History

United Kingdom
- Builder: Blackmore & Co., Sulkea, Calcutta
- Launched: 17 February 1813
- Fate: Sold at Java

General characteristics
- Tons burthen: 330, or 333, or 35365⁄94 (bm)
- Length: 103 ft 2 in (31.4 m)
- Beam: 27 ft 9 in (8.5 m)
- Notes: Teak-built

= Swallow (1813 ship) =

Swallow was launched at Calcutta in 1813. She sailed to England and then traded between England and India under a license from the British East India Company (EIC) through 1824. She returned to Calcutta registry and at some point after 1824 was sold in Java.

==Career==
In 1813 the EIC had lost its monopoly on the trade between India and Britain. British ships were then free to sail to India or the Indian Ocean under a license from the EIC.

Swallow first appeared in Lloyd's Register (LR) in 1815.

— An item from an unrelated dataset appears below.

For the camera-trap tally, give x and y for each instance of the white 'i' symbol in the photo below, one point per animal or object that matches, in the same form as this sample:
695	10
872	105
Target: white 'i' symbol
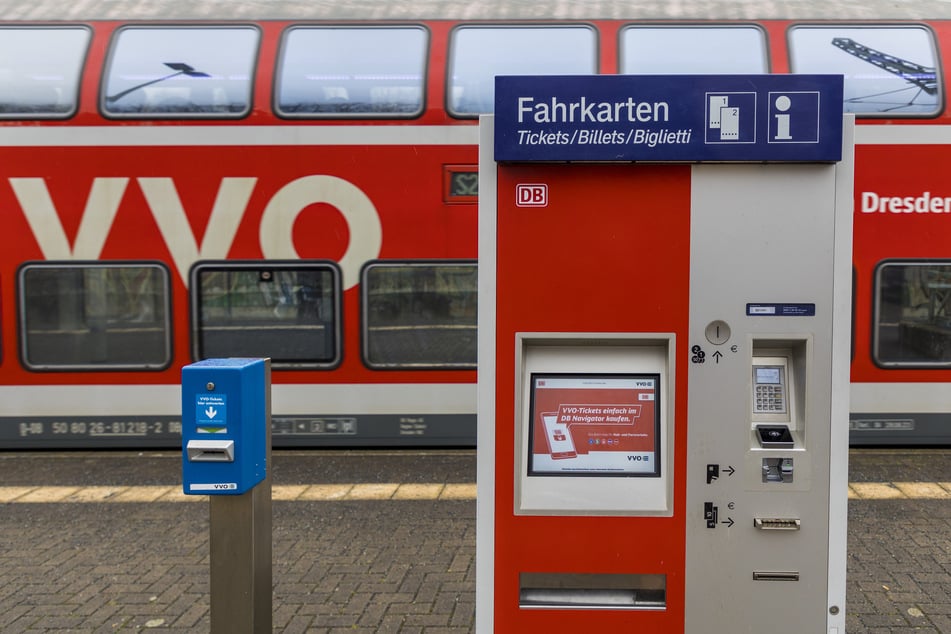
782	120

| Year | Master | Owner | Trade | Source |
|---|---|---|---|---|
| 1815 | Brodie | Brodie & Co. | London-India | LR |
| 1816 | Brodie Watson | Hook & Co. | London–India | LR |
| 1820 | Watson | Hook & Co. | London–India | LR; London–Madras |
| 1824 | Watson | Hook & Co. | London–India | LR; London–Madras |

Swallow was no longer listed in LR after 1824.

==Fate==
At some point Swallow was sold to new owners in Java.